TEMPO.CO , Jakarta- Direktur Riset Sekretaris Nasional Forum Indonesia Untuk Transparansi Anggaran Maulana menganggap bantahan Kejaksaan Agung terhadap data yang mereka paparkan tidak tepat. Menurut dia potensi kerugian negara yang disebabkan Kejaksaan Agung bukan berasal dari pos belanja, tetapi dari pos pendapatan. "Saya tidak tahu kenapa banyak yang tidak dirampas hartanya," ujarnya kepada Tempo, Senin 16 juli 2012. "Apakah ada permainan atau bagaimana saya tidak mengerti."
FITRA (Forum Indonesia Untuk Transparansi Anggaran) mengungkapkan bahwa berdasarkan analisis terhadap audit Badan Pemeriksa Keuangan Tahun 2008-2010, ditemukan potensi kerugian negara Rp 16,4 trilyun akibat tata kelola keuangan yang buruk dan tidak sesuai rekomendasi BPK di kementerian dan lembaga negara.
Dari angka potensi kerugian sebesar Rp 16,4 trilyun itu, sumbangsih paling besar berasal dari Kejaksaan Agung Republik Indonesia. Kejaksaan memiliki potensi menimbulkan kerugian negara sebesar Rp5,4 trilyun.
Namun hal ini dibantah langsung oleh Jaksa Agung Basrief Arief. Basrief mengatakan bahwa menganggap tudingan lembaganya merugikan anggaran negara hingga Rp 5,4 Trilyun pada tahun 2008-2010 hanya mengada-ada. Sebab perhitungan tersebut ganjil jika dibandingkan dengan anggaran yang diperoleh Kejaksaan. "Setelah saya cek anggaran Kejaksaan, tapi kok tidak sesuai," katanya saat ditemui di kantornya, Senin 16 Juli 2012.
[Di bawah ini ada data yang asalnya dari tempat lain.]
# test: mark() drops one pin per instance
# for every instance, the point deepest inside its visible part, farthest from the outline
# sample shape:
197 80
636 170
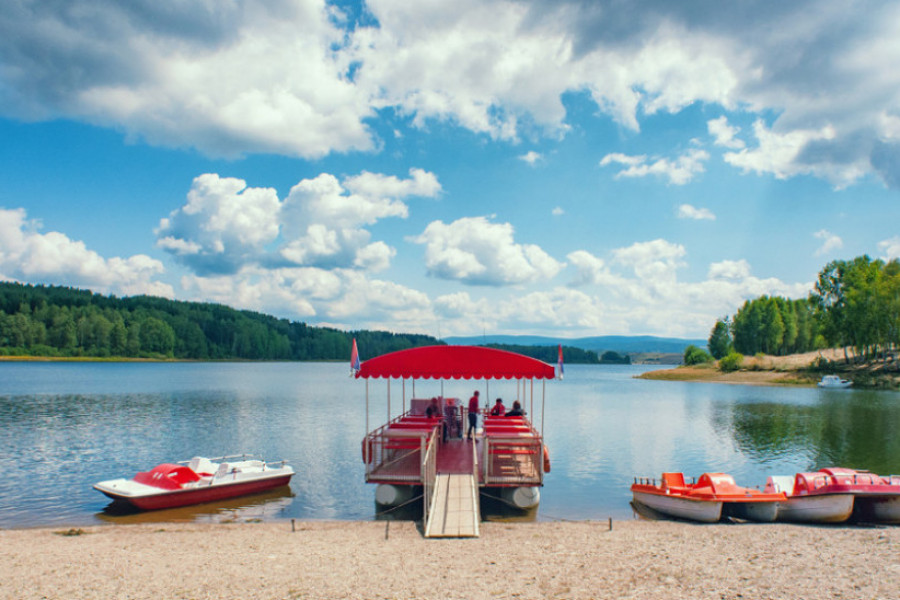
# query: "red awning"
455 362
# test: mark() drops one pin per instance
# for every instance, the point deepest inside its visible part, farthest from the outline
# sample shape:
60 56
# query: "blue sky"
450 168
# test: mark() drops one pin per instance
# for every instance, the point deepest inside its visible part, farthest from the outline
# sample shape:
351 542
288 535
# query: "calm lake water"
66 426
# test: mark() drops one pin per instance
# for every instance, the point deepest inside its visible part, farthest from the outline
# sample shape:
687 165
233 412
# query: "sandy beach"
372 559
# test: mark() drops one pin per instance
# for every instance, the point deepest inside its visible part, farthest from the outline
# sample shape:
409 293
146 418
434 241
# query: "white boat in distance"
834 382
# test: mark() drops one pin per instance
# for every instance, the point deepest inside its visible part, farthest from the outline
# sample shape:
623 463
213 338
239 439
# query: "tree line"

Dia menjelaskan, pada tahun 2008 anggaran yang diperoleh Kejaksaan adalah Rp 1,6 trilyun, tahun 2009 sebesar Rp 1,9 trilyun, dan pada tahun 2010 anggaran yang diperoleh Korps Adhyaksa bertambah menjadi Rp 2,6 trilyun. Basrief melanjutkan, anggaran Kejaksaan itu jika dijumlahkan sebesar Rp 6,1 trilyun. Sementara jika dugaan itu benar berarti hanya Rp 700 milyar anggaran yang diserap Kejaksaan.
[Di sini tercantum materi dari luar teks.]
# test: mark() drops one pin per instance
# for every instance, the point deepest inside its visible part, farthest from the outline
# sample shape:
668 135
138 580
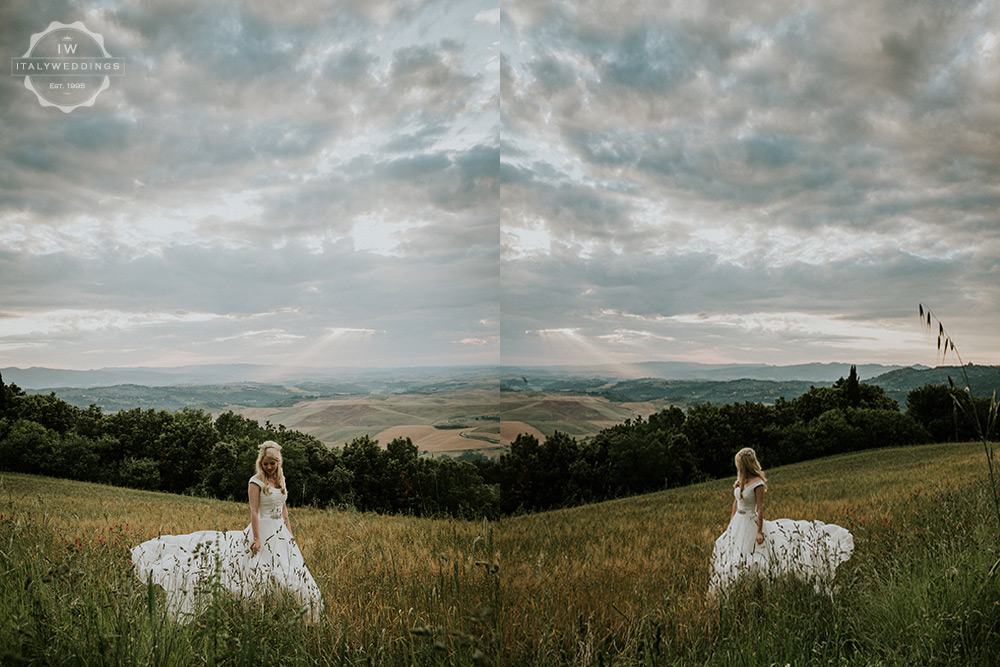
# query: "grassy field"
618 583
453 422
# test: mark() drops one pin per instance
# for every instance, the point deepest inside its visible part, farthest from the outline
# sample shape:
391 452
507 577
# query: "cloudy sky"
423 182
773 182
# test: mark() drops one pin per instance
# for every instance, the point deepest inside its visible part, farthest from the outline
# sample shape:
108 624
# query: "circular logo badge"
67 66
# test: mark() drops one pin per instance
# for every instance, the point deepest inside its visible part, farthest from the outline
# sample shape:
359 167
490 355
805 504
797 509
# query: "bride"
262 559
808 550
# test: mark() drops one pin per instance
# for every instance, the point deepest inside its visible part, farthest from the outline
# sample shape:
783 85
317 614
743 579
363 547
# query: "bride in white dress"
259 560
808 550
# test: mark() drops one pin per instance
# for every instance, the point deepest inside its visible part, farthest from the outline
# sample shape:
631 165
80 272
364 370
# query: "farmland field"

"Kalau cuma segitu apa tidak ribut itu pegawai Kejaksaan, kan gajinya tidak dibayar, tidak ada pembangunan, bahkan beli alat tulis kantor saja susah," katanya.
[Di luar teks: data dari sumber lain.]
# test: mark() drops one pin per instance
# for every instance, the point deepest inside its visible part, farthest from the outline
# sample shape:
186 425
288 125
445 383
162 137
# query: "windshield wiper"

Maulana menilai bantahan Basrief ini tak memiliki landasan yang kuat. Menurut dia, apa yang dipaparkan oleh FITRA adalah data resmi dalam audit BPK terhadap Kejaksaan Agung terhadap anggaran 2011 lalu. "Kalau memang Kejaksaaan Agung mengatakan seperti itu, kenapa dalam laporan BPK terdapat 427 rekomendasi yang belum ditindak lanjuti selama periode 2008-2010," ujarnya.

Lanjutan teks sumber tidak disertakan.